On Tuesday, Frenk sent an email to the Canes community reiterating the two choices the university gave to the students and outlining the measures the university has taken to keep the campus safe.
The steps included nightly curfews and “restrictions” on on-campus activities, no indoor events until Nov. 1, “random” temperature checks, “mandatory use of face coverings,” quarantines under certain conditions and answering health questions on an app every day.
Yolanda Martínez-San Miguel, a professor and the chair of the Department of Modern Languages and Literatures, emailed the provost and president Tuesday, after Frenk sent out the email.
She demanded answers for the questions faculty members have been asking, expressed her “disappointment” and said she feels “alienated.”
Martínez-San Miguel said Frenk — a world-renown health expert — shared misleading information in his email.
Frenk wrote: “This past Friday, Dr. Anthony Fauci was asked directly whether schools could reopen safely. His recommended approach was this: ‘You have got to say, ‘I’m going to try to open the schools, to the best of my ability. And if there are issues with activity of virus, try to mitigate it by some creative capabilities.’ Our adaptive and responsive strategy taps into our creative capabilities.”
Martínez-San Miguel said Fauci referred to K-12 schools, and the complete transcript shows he also said, “The decision needs to be made state by state, depending on the infection rates in a region.”
“The quote shared is simply taken out of context,” she said.
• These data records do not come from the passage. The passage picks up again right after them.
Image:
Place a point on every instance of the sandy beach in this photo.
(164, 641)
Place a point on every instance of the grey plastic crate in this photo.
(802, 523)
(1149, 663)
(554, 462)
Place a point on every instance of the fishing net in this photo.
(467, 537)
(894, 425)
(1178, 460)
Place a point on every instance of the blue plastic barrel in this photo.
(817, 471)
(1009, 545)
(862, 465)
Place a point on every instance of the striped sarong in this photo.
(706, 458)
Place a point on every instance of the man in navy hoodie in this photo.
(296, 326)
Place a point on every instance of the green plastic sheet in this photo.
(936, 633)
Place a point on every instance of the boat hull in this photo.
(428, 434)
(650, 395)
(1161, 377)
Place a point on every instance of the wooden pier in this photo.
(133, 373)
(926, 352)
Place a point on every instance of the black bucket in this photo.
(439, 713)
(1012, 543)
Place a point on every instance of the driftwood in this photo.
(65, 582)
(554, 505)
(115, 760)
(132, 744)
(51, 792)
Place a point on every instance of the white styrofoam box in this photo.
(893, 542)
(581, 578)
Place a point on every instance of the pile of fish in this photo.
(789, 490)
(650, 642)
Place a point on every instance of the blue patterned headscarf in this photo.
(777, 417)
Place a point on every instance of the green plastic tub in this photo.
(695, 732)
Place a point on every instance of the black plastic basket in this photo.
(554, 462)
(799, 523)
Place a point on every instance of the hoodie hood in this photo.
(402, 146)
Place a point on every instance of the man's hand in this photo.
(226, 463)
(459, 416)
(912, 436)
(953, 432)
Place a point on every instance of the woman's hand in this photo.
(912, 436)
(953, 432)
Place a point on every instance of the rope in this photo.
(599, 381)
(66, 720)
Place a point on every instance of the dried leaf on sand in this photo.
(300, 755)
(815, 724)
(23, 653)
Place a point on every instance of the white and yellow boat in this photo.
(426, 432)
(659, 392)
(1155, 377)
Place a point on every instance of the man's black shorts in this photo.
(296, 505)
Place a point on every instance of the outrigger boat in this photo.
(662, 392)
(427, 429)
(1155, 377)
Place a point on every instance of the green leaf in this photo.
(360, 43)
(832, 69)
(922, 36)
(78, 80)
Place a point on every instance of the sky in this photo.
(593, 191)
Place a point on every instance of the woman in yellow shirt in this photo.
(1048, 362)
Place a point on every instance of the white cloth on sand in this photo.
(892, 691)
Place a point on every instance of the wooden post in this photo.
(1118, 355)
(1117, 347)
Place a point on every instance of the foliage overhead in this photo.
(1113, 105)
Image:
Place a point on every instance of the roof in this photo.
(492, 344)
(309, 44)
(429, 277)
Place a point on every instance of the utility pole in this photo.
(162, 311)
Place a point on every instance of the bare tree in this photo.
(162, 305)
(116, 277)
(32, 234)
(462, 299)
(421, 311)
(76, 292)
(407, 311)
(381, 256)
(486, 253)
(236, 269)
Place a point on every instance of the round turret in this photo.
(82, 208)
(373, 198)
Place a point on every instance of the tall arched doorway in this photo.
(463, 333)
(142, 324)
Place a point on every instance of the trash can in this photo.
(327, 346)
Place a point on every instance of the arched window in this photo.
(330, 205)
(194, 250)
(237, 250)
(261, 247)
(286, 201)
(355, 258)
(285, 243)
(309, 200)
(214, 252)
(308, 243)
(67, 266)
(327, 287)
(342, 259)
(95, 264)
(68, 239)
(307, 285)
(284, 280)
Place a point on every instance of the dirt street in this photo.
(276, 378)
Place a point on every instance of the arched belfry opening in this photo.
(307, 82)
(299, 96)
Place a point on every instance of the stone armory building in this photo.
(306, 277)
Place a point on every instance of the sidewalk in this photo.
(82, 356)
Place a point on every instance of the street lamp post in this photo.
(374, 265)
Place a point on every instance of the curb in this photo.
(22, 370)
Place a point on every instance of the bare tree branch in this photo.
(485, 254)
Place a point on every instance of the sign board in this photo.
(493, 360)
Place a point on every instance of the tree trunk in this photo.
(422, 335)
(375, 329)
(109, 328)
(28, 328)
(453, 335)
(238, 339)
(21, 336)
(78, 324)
Additionally, she criticized Frenk’s cabinet for a town hall it held June 30, which didn’t allow employees to ask live questions. Instead, the “virtual event” appeared to be a prerecorded and scripted video.
“I was not expecting to be negligible or invisible as a human being and a faculty member in this University, but it has been happening for weeks, so I think I should share my thoughts with you,” Martínez-San Miguel said. “I am not proud of how UM is conducting itself during a pandemic that endangers our health, safety and lives.”